🍎The Evil Apple, The First US Decentralized City, and Hacking Tractors!
Fix your tractor hacker style
Hello! How are you this frigid week?
I’ve returned from the tropical climate of Mexico to the frigid land of Tennessee. We’re having one heck of an ice storm this week, and it sure looks like a week long freeze!
Fortunately we managed to go grocery shopping today, so we won’t have to resort to making water pies or anything or singing the metal version of Wellerman until we die of Scurvy. (Haha I’m joking. I’m originally from the North).
Speaking of groceries, I still haven’t found the elusive new Coke with Coffee that was released a few weeks ago. I still want to try it!!
I did have some great tacos down in Cancun though. We stayed with some good friends all week, and they have a pretty cool house. Architecture is very different than what I’m used too. Lots of open space, an emphasis on nature, and so much concrete!
Like - everything is made of mostly concrete blocks and rebar.
Speaking of rocks, there are little piles of rocks along the highways in Mexico and I cannot figure out what they are. If you know - let me know.
Well, let’s hop on into today’s topics shall we?
🍎 The Evil Apple
Under our eyes, an evil has been taking over our grocery stores. Perhaps you noticed. Perhaps it lurks in your cupboards like an ill omen.
Like the Shinigami of Death Note infamy.
What am I talking about? Why, the wretched Red Delicious apple.
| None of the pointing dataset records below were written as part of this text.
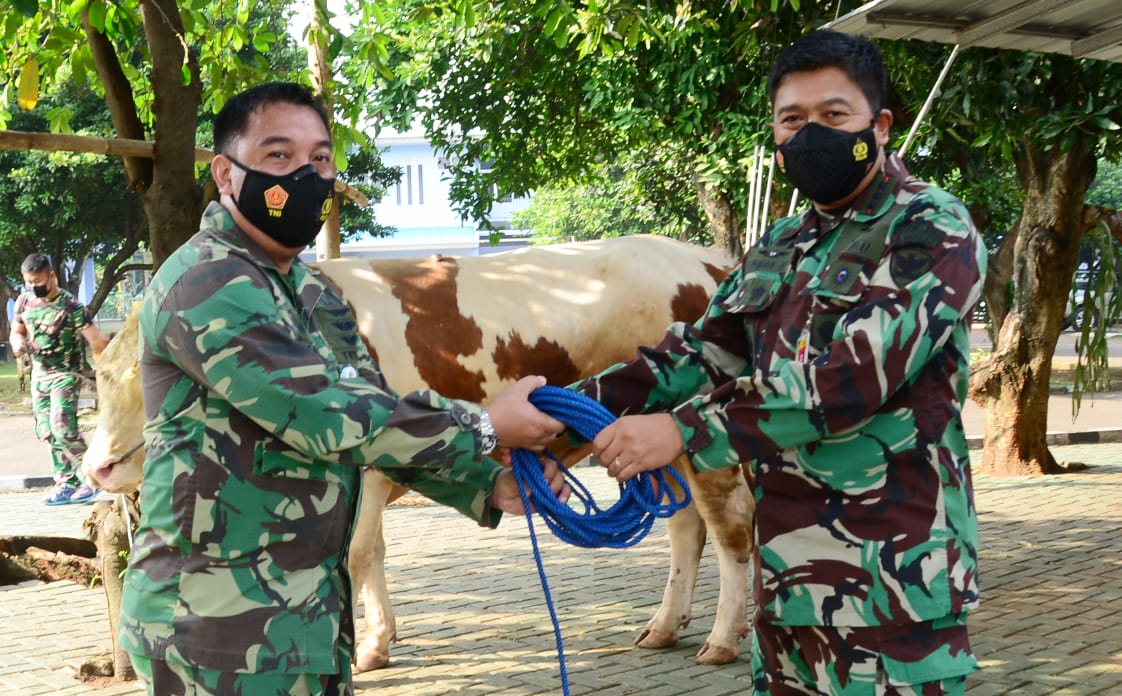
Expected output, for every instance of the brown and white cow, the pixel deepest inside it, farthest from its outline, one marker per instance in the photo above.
(467, 327)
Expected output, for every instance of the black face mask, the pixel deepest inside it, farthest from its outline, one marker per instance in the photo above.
(827, 164)
(290, 209)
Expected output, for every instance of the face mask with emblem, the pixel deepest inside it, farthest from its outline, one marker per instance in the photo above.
(827, 164)
(290, 208)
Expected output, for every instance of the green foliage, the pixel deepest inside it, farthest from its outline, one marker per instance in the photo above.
(1101, 300)
(368, 174)
(70, 205)
(548, 91)
(1106, 190)
(631, 198)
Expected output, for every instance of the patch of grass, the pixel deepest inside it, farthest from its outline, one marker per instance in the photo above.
(10, 396)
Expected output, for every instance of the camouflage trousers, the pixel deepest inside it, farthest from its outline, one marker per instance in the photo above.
(175, 678)
(54, 404)
(927, 658)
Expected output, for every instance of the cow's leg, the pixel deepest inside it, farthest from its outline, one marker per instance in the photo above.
(725, 503)
(368, 573)
(687, 540)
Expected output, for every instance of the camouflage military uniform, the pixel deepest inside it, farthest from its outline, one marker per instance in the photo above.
(54, 333)
(835, 360)
(263, 404)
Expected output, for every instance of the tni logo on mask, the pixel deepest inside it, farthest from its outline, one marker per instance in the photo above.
(275, 199)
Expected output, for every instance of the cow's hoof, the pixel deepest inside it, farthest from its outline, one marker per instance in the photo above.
(717, 655)
(368, 660)
(653, 639)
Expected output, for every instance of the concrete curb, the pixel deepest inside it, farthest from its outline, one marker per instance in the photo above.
(15, 484)
(1100, 436)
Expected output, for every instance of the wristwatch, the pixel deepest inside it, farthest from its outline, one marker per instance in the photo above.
(487, 435)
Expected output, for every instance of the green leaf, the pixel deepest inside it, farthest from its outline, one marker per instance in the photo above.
(1106, 124)
(98, 16)
(27, 8)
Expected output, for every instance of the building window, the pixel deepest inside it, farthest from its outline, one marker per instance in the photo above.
(411, 182)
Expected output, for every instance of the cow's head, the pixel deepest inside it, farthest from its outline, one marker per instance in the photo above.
(115, 458)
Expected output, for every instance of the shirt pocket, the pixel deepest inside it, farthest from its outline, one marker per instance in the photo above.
(764, 272)
(836, 290)
(304, 500)
(273, 458)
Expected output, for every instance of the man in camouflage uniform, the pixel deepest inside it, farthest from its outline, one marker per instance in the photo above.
(834, 363)
(263, 404)
(49, 324)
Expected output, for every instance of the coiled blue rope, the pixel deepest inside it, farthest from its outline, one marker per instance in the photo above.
(642, 500)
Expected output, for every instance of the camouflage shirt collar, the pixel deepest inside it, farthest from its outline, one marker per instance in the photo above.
(871, 204)
(219, 223)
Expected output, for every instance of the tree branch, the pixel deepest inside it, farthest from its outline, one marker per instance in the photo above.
(119, 99)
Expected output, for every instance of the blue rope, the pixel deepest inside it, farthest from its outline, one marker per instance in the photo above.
(624, 524)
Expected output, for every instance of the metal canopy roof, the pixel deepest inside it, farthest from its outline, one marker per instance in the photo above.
(1079, 28)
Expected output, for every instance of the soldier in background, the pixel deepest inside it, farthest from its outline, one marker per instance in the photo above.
(263, 405)
(49, 326)
(834, 363)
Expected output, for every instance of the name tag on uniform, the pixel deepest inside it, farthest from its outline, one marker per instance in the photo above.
(802, 347)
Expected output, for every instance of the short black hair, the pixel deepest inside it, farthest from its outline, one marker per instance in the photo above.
(35, 263)
(855, 55)
(232, 120)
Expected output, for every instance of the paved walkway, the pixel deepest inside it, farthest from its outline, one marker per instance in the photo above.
(471, 616)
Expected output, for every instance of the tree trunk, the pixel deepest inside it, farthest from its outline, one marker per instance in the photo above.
(1012, 384)
(723, 218)
(328, 244)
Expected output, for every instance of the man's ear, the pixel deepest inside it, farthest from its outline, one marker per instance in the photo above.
(222, 171)
(883, 126)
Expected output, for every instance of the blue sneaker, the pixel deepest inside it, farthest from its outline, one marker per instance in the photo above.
(83, 494)
(60, 496)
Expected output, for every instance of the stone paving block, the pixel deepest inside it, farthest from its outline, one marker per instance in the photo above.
(472, 616)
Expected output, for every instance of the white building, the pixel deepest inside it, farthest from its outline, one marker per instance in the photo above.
(420, 209)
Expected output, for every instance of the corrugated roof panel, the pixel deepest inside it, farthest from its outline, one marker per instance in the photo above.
(1083, 28)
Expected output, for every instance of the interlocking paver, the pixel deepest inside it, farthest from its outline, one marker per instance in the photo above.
(472, 620)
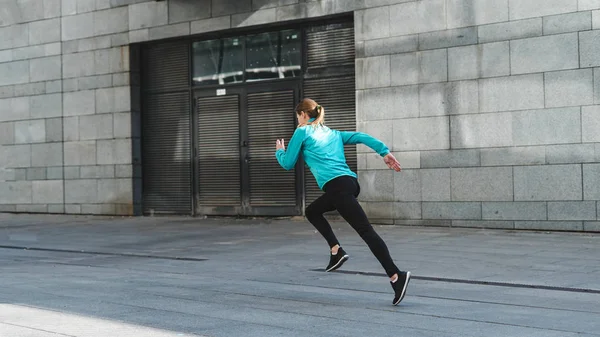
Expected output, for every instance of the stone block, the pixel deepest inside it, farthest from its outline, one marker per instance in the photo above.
(12, 109)
(372, 23)
(391, 45)
(373, 72)
(15, 156)
(78, 26)
(514, 210)
(572, 210)
(209, 25)
(111, 21)
(570, 154)
(80, 153)
(46, 106)
(94, 127)
(54, 173)
(44, 31)
(510, 30)
(388, 103)
(482, 184)
(480, 61)
(550, 225)
(569, 88)
(97, 172)
(118, 151)
(184, 11)
(417, 17)
(15, 192)
(7, 133)
(450, 158)
(566, 23)
(122, 125)
(452, 210)
(407, 186)
(547, 53)
(589, 48)
(547, 126)
(481, 130)
(81, 191)
(149, 14)
(14, 73)
(430, 133)
(522, 9)
(591, 181)
(33, 131)
(78, 64)
(551, 182)
(590, 124)
(511, 93)
(48, 192)
(435, 185)
(47, 154)
(79, 103)
(466, 13)
(452, 98)
(377, 185)
(448, 38)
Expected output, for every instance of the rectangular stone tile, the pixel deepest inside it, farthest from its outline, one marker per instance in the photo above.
(482, 184)
(33, 131)
(549, 182)
(521, 9)
(480, 61)
(510, 30)
(481, 130)
(388, 103)
(550, 225)
(448, 38)
(572, 210)
(465, 13)
(569, 88)
(570, 153)
(452, 210)
(591, 181)
(589, 48)
(149, 14)
(450, 158)
(565, 23)
(435, 184)
(48, 154)
(372, 23)
(514, 211)
(548, 53)
(48, 192)
(511, 93)
(547, 126)
(430, 133)
(417, 17)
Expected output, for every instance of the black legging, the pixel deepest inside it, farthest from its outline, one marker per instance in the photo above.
(340, 194)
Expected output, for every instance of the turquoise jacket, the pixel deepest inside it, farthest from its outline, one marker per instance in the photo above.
(323, 151)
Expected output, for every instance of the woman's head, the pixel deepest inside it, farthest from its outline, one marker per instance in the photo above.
(307, 109)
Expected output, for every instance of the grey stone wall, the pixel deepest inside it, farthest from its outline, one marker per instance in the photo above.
(492, 106)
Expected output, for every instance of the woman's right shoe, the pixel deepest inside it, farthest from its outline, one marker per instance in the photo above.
(337, 260)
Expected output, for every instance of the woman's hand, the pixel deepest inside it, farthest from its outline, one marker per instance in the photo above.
(280, 145)
(392, 162)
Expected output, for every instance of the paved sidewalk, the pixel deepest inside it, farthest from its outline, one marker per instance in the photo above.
(176, 276)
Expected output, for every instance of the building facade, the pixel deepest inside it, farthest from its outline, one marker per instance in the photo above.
(131, 107)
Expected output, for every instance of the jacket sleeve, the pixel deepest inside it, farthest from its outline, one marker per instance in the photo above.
(375, 144)
(288, 158)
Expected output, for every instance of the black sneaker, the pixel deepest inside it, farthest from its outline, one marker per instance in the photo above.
(400, 286)
(337, 260)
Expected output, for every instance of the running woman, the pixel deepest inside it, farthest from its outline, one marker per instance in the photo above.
(323, 152)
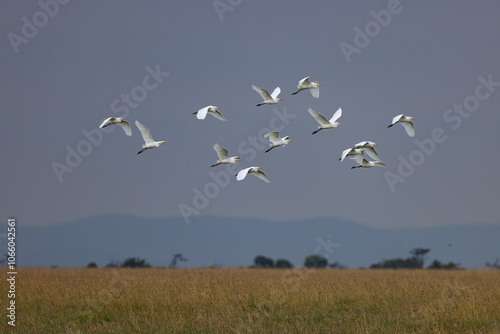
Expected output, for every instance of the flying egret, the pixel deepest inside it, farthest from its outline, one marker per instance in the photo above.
(368, 146)
(312, 86)
(406, 121)
(365, 163)
(212, 110)
(146, 135)
(268, 99)
(351, 152)
(276, 140)
(323, 122)
(252, 170)
(118, 121)
(224, 156)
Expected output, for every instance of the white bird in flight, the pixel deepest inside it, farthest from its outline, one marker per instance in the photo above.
(268, 99)
(312, 86)
(118, 121)
(252, 170)
(323, 122)
(368, 146)
(212, 110)
(148, 139)
(276, 140)
(363, 163)
(406, 121)
(351, 152)
(224, 156)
Red Delicious: alluring yet undesirable, the most produced and arguably the least popular apple in the United States. It lurks in desolation. Bumped around the bottom of lunch bags as schoolchildren rummage for chips or shrink-wrapped Rice Krispies treats. Waiting by the last bruised banana in a roadside gas station, the only produce for miles. Left untouched on hospital trays, forlorn in the fruit bowl at hotel breakfast buffets, bereft in nests of gift-basket raffia. (Source)
I resonate with all of those descriptions. Do you?
In her article, The Awful Reign of the Red Delicious, Sarah Yager describes the rise and fall of the Red Delicious, which was once the most popular Apple in America.
For at least 70 years, the Red Delicious has dominated apple production in the United States. But since the turn of the 21st century, as the market has filled with competitors—the Gala, the Fuji, the Honeycrisp—its lead has been narrowing. Annual output has plunged. (Source)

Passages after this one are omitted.